Yuri Rozum (Юрий Александрович Розум; born 22 February 1954 in Moscow, USSR) is a Russian-born concert pianist and philanthropist.

Rozum was born to famous musical parents. His father was baritone Alexander Rozum and his mother was Galina Rozhdestvenskaya, conductor of the Russian Academic Folk Choir. Both were recipients of the title of People's Artist of the USSR.

When Rozum was only age seven, his mother discovered that he had perfect pitch, leading to his immediate enrolment in the Central Music School of the Moscow Conservatory, where he would later study under Lev Naumov and Yevgeny Malinin, themselves students of Heinrich Neuhaus.
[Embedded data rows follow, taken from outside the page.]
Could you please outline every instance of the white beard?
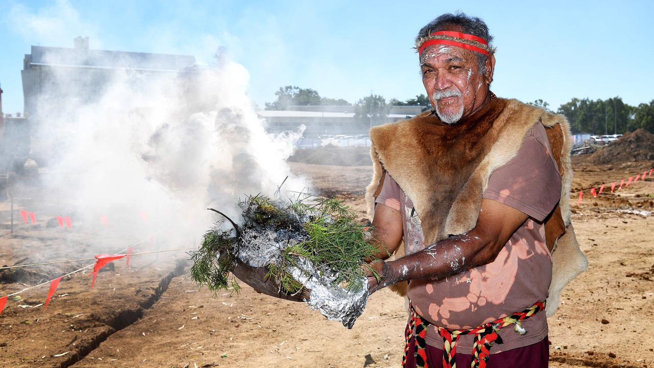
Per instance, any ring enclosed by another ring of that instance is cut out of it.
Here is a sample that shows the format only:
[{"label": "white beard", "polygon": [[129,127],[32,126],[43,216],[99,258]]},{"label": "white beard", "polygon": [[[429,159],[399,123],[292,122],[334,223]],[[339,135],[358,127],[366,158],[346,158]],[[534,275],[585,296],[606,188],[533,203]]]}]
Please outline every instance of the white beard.
[{"label": "white beard", "polygon": [[[460,96],[459,97],[459,100],[461,100]],[[436,111],[436,115],[438,115],[439,118],[440,118],[441,121],[442,121],[443,122],[444,122],[445,124],[455,124],[455,122],[456,122],[457,121],[458,121],[461,119],[462,116],[463,116],[463,101],[461,101],[461,107],[458,109],[458,111],[456,111],[456,113],[454,113],[446,114],[446,113],[441,113],[438,109],[438,101],[436,101],[436,105],[434,107],[434,109]]]}]

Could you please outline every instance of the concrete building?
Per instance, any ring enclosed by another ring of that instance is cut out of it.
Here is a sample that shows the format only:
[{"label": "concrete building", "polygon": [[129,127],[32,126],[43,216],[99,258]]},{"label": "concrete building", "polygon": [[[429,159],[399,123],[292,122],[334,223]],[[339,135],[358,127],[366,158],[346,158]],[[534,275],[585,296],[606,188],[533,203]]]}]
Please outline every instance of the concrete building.
[{"label": "concrete building", "polygon": [[146,79],[153,74],[178,73],[196,64],[187,55],[91,50],[88,37],[77,37],[74,45],[73,48],[32,46],[31,53],[25,55],[21,74],[28,117],[39,118],[42,109],[69,99],[92,101],[118,71]]},{"label": "concrete building", "polygon": [[[411,118],[426,108],[423,106],[393,106],[385,122]],[[301,124],[306,126],[304,136],[367,135],[370,124],[361,124],[354,119],[354,106],[289,106],[287,110],[261,110],[259,116],[267,122],[271,132],[295,130]]]}]

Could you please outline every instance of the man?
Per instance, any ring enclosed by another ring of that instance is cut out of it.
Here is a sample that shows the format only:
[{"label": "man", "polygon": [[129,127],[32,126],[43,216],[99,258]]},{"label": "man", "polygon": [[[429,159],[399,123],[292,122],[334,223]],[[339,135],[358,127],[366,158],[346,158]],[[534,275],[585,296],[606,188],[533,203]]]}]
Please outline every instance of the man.
[{"label": "man", "polygon": [[587,267],[570,225],[567,122],[490,92],[492,39],[464,14],[423,27],[433,111],[370,130],[369,214],[378,255],[396,259],[371,263],[369,285],[409,282],[403,366],[547,366],[543,310]]}]

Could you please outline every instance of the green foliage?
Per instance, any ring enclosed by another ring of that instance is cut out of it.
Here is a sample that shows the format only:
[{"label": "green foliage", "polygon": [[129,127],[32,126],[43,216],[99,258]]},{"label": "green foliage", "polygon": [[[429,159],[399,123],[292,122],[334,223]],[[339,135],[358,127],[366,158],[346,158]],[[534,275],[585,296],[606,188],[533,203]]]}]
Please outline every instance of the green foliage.
[{"label": "green foliage", "polygon": [[303,257],[336,274],[334,284],[345,284],[351,289],[360,288],[364,276],[361,266],[377,252],[375,246],[366,242],[363,225],[348,206],[334,198],[318,198],[309,208],[312,215],[304,224],[309,240],[286,248],[284,261],[292,265],[295,257]]},{"label": "green foliage", "polygon": [[532,106],[536,106],[536,107],[540,107],[544,109],[545,111],[549,113],[553,113],[554,111],[549,109],[549,103],[547,101],[543,101],[542,99],[539,98],[534,102],[527,102],[527,105],[531,105]]},{"label": "green foliage", "polygon": [[311,88],[301,88],[297,86],[279,87],[275,92],[277,100],[266,103],[266,110],[286,110],[289,106],[309,105],[349,105],[342,98],[334,99],[320,97],[318,91]]},{"label": "green foliage", "polygon": [[193,265],[189,269],[191,280],[200,287],[206,285],[215,294],[218,290],[238,292],[241,287],[235,280],[229,280],[230,272],[236,265],[233,253],[233,238],[229,238],[231,231],[212,229],[204,234],[202,244],[198,251],[189,255]]},{"label": "green foliage", "polygon": [[384,124],[391,107],[383,96],[377,94],[366,96],[354,103],[354,119],[365,126]]},{"label": "green foliage", "polygon": [[388,104],[392,106],[426,106],[432,105],[429,99],[424,94],[416,95],[415,98],[408,98],[406,101],[400,101],[394,98],[388,101]]},{"label": "green foliage", "polygon": [[[239,234],[245,229],[286,230],[305,239],[290,243],[280,261],[267,266],[266,278],[275,282],[281,291],[292,293],[302,289],[288,272],[300,257],[310,260],[320,272],[334,275],[335,285],[362,287],[362,265],[377,249],[366,242],[363,225],[342,202],[334,198],[283,202],[260,194],[247,197],[239,206],[244,219]],[[240,287],[235,280],[230,282],[228,276],[236,266],[239,247],[247,244],[243,239],[228,238],[230,231],[219,231],[217,227],[205,234],[199,249],[190,253],[194,263],[190,276],[214,292],[230,286],[237,291]]]},{"label": "green foliage", "polygon": [[566,115],[573,133],[625,134],[638,128],[654,132],[654,117],[648,117],[648,106],[641,103],[634,107],[619,97],[594,101],[573,98],[557,113]]}]

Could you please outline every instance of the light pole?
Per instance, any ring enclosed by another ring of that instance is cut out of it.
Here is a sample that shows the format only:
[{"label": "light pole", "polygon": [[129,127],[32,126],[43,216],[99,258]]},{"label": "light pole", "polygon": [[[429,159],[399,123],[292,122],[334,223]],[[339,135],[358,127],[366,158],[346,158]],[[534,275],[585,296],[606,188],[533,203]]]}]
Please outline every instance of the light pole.
[{"label": "light pole", "polygon": [[615,99],[611,98],[613,103],[613,135],[617,134],[617,119],[615,119]]},{"label": "light pole", "polygon": [[370,128],[372,128],[372,91],[370,90]]}]

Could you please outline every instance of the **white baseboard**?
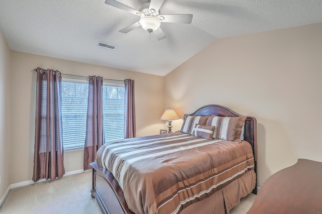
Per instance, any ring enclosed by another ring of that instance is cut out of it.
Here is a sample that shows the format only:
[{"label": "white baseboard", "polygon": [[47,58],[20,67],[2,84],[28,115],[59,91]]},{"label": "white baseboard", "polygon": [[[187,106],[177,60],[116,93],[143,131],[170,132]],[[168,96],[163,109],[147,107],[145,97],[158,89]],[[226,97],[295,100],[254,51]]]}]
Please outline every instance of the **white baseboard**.
[{"label": "white baseboard", "polygon": [[5,194],[1,198],[1,200],[0,200],[0,206],[1,206],[1,205],[3,204],[3,203],[5,201],[5,199],[6,199],[6,197],[7,197],[7,196],[8,195],[8,193],[9,193],[9,191],[10,191],[10,189],[11,189],[10,185],[9,185],[9,186],[8,186],[8,188],[7,189],[7,191],[6,191],[6,192],[5,192]]},{"label": "white baseboard", "polygon": [[[78,170],[71,171],[70,172],[67,172],[65,173],[63,176],[63,177],[65,177],[65,176],[68,176],[68,175],[72,175],[76,174],[81,173],[84,172],[84,169],[78,169]],[[32,184],[35,183],[39,183],[39,182],[43,182],[43,181],[46,181],[46,179],[45,178],[40,179],[36,182],[34,182],[32,180],[27,180],[26,181],[20,182],[19,183],[13,183],[12,184],[10,184],[8,187],[8,189],[5,193],[5,194],[1,198],[1,200],[0,200],[0,206],[1,206],[3,203],[4,202],[4,201],[5,200],[5,199],[6,199],[6,197],[7,197],[8,193],[9,193],[10,189],[14,189],[17,187],[20,187],[21,186],[27,186],[27,185]]]}]

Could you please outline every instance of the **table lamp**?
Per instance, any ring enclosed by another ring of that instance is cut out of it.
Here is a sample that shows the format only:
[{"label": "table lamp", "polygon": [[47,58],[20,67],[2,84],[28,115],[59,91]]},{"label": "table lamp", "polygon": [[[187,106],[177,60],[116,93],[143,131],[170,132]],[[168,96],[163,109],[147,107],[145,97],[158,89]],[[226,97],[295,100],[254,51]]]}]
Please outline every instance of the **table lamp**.
[{"label": "table lamp", "polygon": [[163,121],[168,121],[169,125],[167,127],[169,129],[168,133],[171,133],[172,132],[171,131],[171,128],[173,127],[171,126],[172,121],[180,119],[180,118],[178,116],[177,113],[176,113],[176,112],[175,112],[174,110],[170,109],[169,107],[169,109],[167,109],[165,111],[165,113],[162,115],[162,116],[161,116],[160,120],[162,120]]}]

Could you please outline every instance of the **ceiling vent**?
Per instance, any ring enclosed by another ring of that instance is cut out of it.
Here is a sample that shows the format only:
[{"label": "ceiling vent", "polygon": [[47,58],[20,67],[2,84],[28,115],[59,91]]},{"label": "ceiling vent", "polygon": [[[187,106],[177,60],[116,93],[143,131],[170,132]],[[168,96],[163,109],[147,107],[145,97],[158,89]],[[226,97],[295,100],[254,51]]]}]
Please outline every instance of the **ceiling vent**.
[{"label": "ceiling vent", "polygon": [[100,47],[102,47],[102,48],[108,48],[109,49],[111,50],[115,50],[115,48],[116,48],[116,46],[109,45],[108,44],[103,43],[103,42],[99,42],[99,44],[98,44],[97,45]]}]

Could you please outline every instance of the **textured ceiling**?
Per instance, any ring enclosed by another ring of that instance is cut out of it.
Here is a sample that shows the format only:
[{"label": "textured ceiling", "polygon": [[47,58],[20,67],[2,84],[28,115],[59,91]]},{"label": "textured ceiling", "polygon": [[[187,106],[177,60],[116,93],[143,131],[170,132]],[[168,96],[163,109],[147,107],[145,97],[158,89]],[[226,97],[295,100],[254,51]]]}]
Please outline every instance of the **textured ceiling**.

Rozum developed an interest in philosophy by age fourteen, becoming especially interested in the works of the exiled Nikolai Berdyayev. From there, Rozum became extremely spiritual, leading life as an ascetic and, at the risk of his own freedom, immersing himself in the works of Alexander Solzhenitsyn.

In 1975, at the age of twenty-one, Rozum was selected to compete in the Queen Elisabeth Competition in Brussels. Due to political reasons, Soviet authorities denied his visa and almost immediately drafted him into the military where he would be totally separated from performing on piano for eighteen months.

By 1979, changes in policy allowed him to travel abroad, but mostly within Soviet-controlled Eastern Europe. After the fall of the Soviet Union, Rozum immediately began performing in Western venues.

In 2001, Yuri Rozum was awarded the title People's Artist of Russia by Russian president Vladimir Putin. Polls taken by Russian media place Rozum within that country's list of "Top Ten Classical Musicians in Russia."

In 2003, Rozum became the first pianist to perform a recital in the Main Hall of the Russian Federation Government House.

Rozum founded the 'Yuri Rozum International Charitable Foundation' in April 2005, as a means of providing scholarships to promising young musicians as well as the promotion of major annual music festivals.